Question

For the gas-phase reaction `"OF"_2(g) + "H"_2"O"(g) -> "O"_2(g) + 2"HF"(g)`, the nonzero enthalpies of formation are `23.0`, `-241.8`, and `-"268.6 kJ/mol"`, respectively.
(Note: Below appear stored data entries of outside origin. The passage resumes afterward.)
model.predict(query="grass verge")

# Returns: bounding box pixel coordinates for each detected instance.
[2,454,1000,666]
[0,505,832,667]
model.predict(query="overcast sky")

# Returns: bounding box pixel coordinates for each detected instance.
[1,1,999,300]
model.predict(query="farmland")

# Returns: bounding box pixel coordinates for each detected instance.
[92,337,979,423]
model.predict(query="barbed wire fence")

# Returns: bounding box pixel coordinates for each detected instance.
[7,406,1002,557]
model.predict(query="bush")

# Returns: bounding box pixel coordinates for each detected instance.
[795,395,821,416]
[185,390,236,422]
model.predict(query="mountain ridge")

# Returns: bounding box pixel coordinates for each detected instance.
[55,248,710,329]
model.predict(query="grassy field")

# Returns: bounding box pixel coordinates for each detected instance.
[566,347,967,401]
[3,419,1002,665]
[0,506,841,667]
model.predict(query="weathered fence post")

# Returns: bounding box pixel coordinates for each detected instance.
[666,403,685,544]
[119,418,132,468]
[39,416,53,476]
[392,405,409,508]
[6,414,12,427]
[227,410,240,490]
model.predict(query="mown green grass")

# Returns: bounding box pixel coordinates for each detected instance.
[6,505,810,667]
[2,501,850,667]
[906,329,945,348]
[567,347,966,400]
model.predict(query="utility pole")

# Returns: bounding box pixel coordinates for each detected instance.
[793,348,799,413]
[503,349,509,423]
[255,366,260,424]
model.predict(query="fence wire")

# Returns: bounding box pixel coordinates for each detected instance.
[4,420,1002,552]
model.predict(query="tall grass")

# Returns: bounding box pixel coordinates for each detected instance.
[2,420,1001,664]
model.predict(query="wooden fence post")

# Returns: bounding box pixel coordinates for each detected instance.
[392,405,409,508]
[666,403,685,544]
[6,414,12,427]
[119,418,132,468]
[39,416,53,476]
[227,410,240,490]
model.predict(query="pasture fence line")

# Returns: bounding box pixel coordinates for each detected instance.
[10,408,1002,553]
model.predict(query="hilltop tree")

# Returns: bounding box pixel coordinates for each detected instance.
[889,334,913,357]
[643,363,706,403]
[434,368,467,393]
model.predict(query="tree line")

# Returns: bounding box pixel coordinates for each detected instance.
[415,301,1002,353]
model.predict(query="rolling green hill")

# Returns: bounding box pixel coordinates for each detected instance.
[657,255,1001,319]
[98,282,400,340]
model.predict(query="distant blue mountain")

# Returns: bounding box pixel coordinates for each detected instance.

What are the `DeltaH_(rxn)^@` and `DeltaU_(rxn)^@` in `"kJ/mol"`?

Answer 1

I got:

`DeltaH_(rxn)^@ = -"318.4 kJ/mol OF"_2(g)`
`DeltaU_(rxn)^@ = -"320.9 kJ/mol OF"_2(g)`

In this case we find that the change in internal energy is larger (more negative) than the change in enthalpy, since the mols of gas increased in this exothermic reaction.

---

For

`"OF"_2(g) + "H"_2"O"(g) -> "O"_2(g) + 2"HF"(g)`,

with

`DeltaH_f("OF"_2(g))^@ = "23.0 kJ/mol"`,
`DeltaH_f("H"_2"O"(g))^@ = -"241.8 kJ/mol"`,
`DeltaH_f("HF"(g))^@ = -"268.6 kJ/mol"`,

we assume the reaction occurs in a coffee-cup calorimeter , so that every gas here stays uncondensed at constant pressure (rather than constant volume in a bomb calorimeter).

ENTHALPY

The standard enthalpy change of reaction is then:

`barul|stackrel(" ")(" "DeltaH_(rxn)^@ = sum_"Products" n_P DeltaH_(f,P)^@ - sum_"Reactants" n_R DeltaH_(f,R)^@" ")|`

where `n` is the mols of a substance. `P` and `R` stand for product or reactant.

So,

`DeltaH_(rxn)^@ = ["1 mol" cdot "0 kJ/mol" + "2 mol" cdot -"268.6 kJ/mol"] - ["1 mol" cdot "23.0 kJ/mol" + "1 mol" cdot -"241.8 kJ/mol"]`

`= -"318.4 kJ"`,

or `color(blue)(DeltaH_(rxn)^@ = -"318.4 kJ"/("mol OF"_2(g)))`.

INTERNAL ENERGY

For the standard internal energy change of reaction `DeltaU_(rxn)^@`, we begin from the definition of:

`H = U + PV`

For `Delta` changes, which are not small,

`DeltaH = DeltaU + Delta(PV)`

`= DeltaU + P_2V_2 - P_1V_1`

`= DeltaU + (P_2 + P_1 - P_1)(V_2 + V_1 - V_1) - P_1V_1`

`= DeltaU + (P_1 + DeltaP)(V_1 + DeltaV) - P_1V_1`

`= DeltaU + P_1DeltaV + V_1DeltaP + DeltaPDeltaV`

Since the atmospheric pressure is constant in this reaction,

`barul|stackrel(" ")(" "DeltaH_(rxn)^@ = DeltaU_(rxn)^@ + PDeltaV_(rxn)" ")|`

or

`DeltaH_(rxn)^@ = q_(rxn)`, the heat flow,
,

with `P_1 -= P`.

Assuming only ideal gases are involved in the reaction (which is open to the air), `PDeltaV_(rxn) ~~ Deltan_"gas" cdot RT_"room"`.

Therefore,

`DeltaU_(rxn)^@ ~~ DeltaH_(rxn)^@ - Deltan_"gas" cdot RT_"room"`

`= -"318.4 kJ" - [n_("HF"(g)) + n_("O"_2(g)) - (n_("OF"_2(g)) + n_("H"_2"O"(g)))] RT_"room"`

`= -"318.4 kJ" - [2xx"HF" + 1xx"O"_2 - (1xx"OF"_2 + 1xx"H"_2"O") cancel"mols ideal gas"] cdot "0.008314472 kJ/"cancel"mol gases"cdotcancel"K" cdot 298.15 cancel"K"`

`= -"320.9 kJ"`,

or `color(blue)(DeltaU_(rxn)^@ = -"320.9 kJ"/("mol OF"_2(g)))`